Beyond Democracy? Reflections on Democracy

Reflections from Boris van Meurs on our reading group session the 21th of April 2022 on Democratising sustainability transformations by Pickering et al. (2022).

Beyond democracy?

Is democracy flexible enough to make the transformations required to keep Earth habitable? Although desperate reveries of eco-authoritarian solutions are – shamefully – becoming more common, Susan de Koning introduced, in our session on 25 April, a thoroughly researched paper by Pickering et al. (2022), that concludes, with some reservations that, yes, democracy might still be able to muster up the energy to make the transition. But the paper also admits that the democratic potential is not lived up to yet – which lead us to some questions that taint the democratic optimism of Pickering et al.

Democracy promises us that we – as a political body – can save ourselves from the mess made on Earth. The paper we discussed strengthens this presupposition by turning democracy into its object of study, under the assumption that more knowledge will help us to improve the democratic regime. In the ideal world, democracy creates the conditions for a political pedagogy that, in an endless iterative loop running from research to practice, allows us to be both teachers and pupils of the good life at the same time.

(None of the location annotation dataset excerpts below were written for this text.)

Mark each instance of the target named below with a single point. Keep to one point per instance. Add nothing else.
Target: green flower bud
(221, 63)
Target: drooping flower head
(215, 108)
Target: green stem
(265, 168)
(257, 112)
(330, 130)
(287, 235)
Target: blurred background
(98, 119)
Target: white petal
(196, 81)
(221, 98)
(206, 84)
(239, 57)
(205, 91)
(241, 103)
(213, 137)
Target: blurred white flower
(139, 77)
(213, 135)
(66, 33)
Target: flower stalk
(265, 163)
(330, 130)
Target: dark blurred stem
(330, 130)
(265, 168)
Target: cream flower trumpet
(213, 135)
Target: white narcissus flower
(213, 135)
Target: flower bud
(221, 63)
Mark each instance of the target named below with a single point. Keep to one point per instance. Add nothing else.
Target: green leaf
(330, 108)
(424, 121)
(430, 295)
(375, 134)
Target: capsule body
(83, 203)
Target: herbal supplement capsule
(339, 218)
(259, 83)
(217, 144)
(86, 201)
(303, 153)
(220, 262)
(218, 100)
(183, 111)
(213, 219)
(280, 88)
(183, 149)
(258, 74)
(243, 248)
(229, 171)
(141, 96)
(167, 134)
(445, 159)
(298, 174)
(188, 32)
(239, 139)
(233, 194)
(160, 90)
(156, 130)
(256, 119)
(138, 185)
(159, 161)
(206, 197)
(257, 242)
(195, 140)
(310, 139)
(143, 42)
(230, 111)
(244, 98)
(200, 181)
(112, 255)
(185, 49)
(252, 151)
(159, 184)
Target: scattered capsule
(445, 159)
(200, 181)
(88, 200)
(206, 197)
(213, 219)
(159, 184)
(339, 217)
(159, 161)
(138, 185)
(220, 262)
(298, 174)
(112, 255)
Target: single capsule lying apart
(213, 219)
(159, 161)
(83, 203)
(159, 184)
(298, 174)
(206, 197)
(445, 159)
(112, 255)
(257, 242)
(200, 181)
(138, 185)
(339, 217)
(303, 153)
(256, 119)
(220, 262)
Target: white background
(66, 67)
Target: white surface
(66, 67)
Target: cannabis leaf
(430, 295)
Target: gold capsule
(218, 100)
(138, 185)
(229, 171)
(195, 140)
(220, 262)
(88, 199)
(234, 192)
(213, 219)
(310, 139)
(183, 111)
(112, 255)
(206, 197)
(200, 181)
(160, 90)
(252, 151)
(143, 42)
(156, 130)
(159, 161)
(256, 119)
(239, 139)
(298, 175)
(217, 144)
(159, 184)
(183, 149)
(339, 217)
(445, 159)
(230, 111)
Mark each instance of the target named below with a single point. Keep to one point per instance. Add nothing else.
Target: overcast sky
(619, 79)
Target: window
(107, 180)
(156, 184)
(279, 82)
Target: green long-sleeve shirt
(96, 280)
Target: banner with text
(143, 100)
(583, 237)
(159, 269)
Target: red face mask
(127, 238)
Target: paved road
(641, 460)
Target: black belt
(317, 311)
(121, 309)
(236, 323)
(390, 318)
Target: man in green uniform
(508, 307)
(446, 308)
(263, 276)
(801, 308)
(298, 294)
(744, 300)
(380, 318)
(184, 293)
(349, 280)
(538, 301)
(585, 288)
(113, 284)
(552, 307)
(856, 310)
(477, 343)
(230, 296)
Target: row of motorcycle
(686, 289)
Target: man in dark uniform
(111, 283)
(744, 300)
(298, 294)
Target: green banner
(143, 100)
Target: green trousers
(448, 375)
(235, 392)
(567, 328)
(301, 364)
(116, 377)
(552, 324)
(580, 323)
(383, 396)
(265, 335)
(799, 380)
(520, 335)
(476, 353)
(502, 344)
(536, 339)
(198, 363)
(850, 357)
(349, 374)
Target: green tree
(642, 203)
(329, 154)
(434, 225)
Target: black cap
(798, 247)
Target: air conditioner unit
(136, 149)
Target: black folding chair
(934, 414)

Dialogue would play a key role in this process. In our discussion, we raised three questions against this ideal.

“In the ideal world, democracy creates the conditions for a political pedagogy that, in an endless iterative loop running from research to practice, allows us to be both teachers and pupils of the good life at the same time. Dialogue would play a key role in this process […] what is left of the transformative potential of real dialogue?”

Where do we meet? Public life has largely become politically anesthetized, and there are very few public spaces where citizens actively meet to discuss their vision on the good life.

What about power? As Pascal already saw, justice is nothing without force – and more needs to be in place than merely having the right ideas.

Where do we start? Although democracy is closely related to an ideal of a rational humanity, people’s values are also shaped by their economic and physical conditions, which might never be overcome by dialogue.

Democracy has this tendency to slide into technocracy, where political problems (marked by an inherent unpredictability and the possibility of rupture) are absorbed by many policy makers and research committees. If that is what happens, what is left of the transformative potential of real dialogue – in which two persons discover a truth that neither possessed before their coming-together?